ABSTRACT: Yeelimite, Ca4[Al6O12]SO4, is outstanding as an aluminate
sodalite, being the framework of these type of materials flexible and dependent
on ion sizes and anion ordering/disordering. On the other hand, yeelimite is also
important from an applied perspective as it is the most important phase in
calcium sulfoaluminate cements. However, its crystal structure is not well
studied. Here, we characterize the room temperature crystal structure of
stoichiometric yeelimite through joint Rietveld refinement using neutron and Xray
powder diffraction data coupled with chemical soft-constraints. Our structural
study shows that yeelimite has a lower symmetry than that of the previously
reported tetragonal system, which we establish to likely be the acentric
orthorhombic space group Pcc2, with a √2a × √2a × a superstructure based on
the cubic sodalite structure. Final unit cell values were a = 13.0356(7) Å, b =
13.0350(7) Å, and c = 9.1677(2) Å. We determine several structures using
density functional theory calculations, with the lowest energy structure being Pcc2 in agreement with our experimental result.

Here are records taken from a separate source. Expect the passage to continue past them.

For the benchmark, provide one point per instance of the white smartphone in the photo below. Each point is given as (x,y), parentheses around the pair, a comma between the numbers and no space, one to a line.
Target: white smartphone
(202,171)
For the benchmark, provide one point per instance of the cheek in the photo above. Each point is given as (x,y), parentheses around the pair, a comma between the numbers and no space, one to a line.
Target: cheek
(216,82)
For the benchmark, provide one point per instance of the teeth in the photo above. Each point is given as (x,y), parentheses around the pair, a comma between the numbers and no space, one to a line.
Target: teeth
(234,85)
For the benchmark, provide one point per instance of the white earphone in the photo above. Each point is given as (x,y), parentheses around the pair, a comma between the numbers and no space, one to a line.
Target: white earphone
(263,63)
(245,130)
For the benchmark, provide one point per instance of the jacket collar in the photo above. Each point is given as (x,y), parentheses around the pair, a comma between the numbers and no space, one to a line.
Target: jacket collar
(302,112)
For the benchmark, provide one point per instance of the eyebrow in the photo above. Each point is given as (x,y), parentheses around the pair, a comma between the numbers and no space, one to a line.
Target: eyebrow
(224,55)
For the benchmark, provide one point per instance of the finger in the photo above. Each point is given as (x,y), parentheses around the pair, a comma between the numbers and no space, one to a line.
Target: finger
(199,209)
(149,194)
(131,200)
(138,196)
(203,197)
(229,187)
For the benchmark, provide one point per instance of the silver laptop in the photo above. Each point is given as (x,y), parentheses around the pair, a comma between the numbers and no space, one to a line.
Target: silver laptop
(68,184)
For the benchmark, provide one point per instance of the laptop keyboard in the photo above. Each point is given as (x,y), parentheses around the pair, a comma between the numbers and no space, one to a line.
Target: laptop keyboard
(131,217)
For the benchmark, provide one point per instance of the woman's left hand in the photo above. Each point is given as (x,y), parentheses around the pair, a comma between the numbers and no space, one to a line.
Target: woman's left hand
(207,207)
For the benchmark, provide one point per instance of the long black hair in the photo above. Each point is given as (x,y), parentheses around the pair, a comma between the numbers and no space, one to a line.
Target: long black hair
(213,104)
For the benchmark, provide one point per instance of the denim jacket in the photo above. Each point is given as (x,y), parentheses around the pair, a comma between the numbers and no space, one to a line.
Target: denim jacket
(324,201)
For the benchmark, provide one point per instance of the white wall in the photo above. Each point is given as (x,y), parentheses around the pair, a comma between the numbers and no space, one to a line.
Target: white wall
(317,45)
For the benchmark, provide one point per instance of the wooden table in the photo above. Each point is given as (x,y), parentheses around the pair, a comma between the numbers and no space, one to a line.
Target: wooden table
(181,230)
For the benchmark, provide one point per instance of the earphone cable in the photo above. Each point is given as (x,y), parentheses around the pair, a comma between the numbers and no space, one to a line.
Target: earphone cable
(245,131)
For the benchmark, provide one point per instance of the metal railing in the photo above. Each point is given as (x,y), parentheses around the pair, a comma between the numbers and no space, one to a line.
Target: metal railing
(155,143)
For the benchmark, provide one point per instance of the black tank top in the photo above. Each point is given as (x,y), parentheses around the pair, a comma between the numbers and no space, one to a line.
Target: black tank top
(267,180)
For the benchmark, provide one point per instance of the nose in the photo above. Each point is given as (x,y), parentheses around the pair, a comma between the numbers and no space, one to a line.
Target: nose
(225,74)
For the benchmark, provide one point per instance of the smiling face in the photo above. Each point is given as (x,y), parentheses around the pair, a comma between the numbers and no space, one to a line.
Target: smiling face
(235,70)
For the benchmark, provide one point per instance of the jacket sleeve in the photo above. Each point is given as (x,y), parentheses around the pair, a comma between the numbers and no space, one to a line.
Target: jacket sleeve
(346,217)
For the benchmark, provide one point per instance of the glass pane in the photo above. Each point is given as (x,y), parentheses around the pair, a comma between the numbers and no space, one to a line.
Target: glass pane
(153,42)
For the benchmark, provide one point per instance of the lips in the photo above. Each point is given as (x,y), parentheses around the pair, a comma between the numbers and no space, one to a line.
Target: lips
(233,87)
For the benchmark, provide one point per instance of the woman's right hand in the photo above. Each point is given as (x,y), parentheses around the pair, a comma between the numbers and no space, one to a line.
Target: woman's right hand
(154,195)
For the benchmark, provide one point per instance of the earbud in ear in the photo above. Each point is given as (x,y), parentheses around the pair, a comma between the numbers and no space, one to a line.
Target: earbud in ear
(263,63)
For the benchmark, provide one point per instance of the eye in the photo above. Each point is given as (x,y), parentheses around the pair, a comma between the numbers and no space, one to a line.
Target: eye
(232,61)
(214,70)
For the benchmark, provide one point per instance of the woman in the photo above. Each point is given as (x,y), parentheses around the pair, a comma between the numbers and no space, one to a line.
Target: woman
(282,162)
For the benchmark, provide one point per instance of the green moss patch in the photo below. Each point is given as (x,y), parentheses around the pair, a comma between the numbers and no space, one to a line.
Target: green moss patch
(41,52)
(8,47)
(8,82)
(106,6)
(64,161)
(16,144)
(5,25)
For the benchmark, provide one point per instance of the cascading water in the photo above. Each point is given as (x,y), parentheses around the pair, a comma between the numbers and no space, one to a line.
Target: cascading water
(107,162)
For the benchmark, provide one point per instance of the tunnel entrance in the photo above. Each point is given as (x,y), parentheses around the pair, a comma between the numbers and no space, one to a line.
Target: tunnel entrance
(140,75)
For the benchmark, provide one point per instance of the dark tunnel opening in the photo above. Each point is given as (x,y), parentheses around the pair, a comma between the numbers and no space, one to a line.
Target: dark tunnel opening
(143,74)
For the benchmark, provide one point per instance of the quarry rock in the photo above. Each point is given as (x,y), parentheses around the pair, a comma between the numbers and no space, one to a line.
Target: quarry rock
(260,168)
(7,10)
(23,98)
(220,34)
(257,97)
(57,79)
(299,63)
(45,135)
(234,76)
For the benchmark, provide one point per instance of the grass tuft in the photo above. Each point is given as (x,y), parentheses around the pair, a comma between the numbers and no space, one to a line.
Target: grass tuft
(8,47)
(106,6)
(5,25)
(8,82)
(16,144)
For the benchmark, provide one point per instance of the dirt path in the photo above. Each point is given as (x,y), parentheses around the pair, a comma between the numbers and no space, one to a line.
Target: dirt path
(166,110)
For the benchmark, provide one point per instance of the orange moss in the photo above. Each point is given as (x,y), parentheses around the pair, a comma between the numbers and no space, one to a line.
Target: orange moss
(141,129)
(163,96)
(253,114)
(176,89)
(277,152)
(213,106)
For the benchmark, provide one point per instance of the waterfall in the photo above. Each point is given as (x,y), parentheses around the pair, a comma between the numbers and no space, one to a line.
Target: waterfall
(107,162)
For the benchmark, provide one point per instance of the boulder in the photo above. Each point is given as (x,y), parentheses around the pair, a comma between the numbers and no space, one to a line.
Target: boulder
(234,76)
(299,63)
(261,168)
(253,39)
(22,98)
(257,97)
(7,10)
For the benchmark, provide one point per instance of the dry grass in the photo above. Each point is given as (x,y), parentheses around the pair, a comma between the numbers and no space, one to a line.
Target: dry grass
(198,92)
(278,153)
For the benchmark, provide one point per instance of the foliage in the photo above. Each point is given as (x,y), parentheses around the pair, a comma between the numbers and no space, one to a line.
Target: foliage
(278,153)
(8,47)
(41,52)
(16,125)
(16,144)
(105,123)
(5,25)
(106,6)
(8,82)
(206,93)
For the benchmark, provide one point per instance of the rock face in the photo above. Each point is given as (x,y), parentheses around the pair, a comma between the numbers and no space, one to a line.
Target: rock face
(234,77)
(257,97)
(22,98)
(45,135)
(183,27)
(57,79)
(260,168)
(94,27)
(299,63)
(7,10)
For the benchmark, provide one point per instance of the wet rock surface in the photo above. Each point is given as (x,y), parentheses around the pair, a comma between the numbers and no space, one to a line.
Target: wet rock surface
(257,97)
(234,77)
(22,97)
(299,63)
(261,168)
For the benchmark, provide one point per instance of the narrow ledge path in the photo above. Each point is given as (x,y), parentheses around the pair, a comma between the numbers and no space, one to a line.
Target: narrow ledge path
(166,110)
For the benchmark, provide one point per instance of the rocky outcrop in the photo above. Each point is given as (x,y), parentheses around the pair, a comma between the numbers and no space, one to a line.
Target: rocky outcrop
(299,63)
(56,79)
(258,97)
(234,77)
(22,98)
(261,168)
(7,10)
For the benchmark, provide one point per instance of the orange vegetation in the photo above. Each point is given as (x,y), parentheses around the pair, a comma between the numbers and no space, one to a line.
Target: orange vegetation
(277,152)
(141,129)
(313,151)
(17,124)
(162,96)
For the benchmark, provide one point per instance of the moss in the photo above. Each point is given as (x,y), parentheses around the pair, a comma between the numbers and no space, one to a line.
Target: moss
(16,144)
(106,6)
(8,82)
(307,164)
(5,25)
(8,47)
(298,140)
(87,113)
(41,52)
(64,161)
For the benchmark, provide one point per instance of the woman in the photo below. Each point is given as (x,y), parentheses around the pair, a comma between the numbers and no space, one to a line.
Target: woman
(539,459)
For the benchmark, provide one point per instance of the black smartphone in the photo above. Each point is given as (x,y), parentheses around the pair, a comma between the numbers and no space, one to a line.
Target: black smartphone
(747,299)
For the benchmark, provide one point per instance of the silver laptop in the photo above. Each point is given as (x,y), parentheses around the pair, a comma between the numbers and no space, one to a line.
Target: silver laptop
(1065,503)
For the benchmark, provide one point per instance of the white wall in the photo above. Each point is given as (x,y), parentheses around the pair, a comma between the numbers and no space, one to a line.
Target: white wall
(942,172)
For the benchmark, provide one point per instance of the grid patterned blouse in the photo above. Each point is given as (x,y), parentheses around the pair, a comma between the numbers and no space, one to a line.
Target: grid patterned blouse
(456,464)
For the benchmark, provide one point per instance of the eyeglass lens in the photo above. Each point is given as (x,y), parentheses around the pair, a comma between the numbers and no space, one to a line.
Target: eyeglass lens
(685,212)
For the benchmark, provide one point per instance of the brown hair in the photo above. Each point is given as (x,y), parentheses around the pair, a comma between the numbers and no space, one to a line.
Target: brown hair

Yeelimite undergoes a reversible phase transition to a higher-symmetry phase which has been characterized to occur at 470 °C by
thermodiffractometry. The higher-symmetry phase is likely cubic or pseudocubic possessing an incommensurate superstructure,
as suggested by our theoretical calculations which show a phase transition from an orthorhombic to a tetragonal structure. Our
theoretical study also predicts a pressure-induced phase transition to a cubic structure of space group I43m. Finally, we show that
our reported crystal structure of yeelimite enables better mineralogical phase analysis of commercial calcium sulfoaluminate
cements, as shown by RF values for this phase, 6.9% and 4.8% for the previously published orthorhombic structure and for the
one reported in this study, respectively.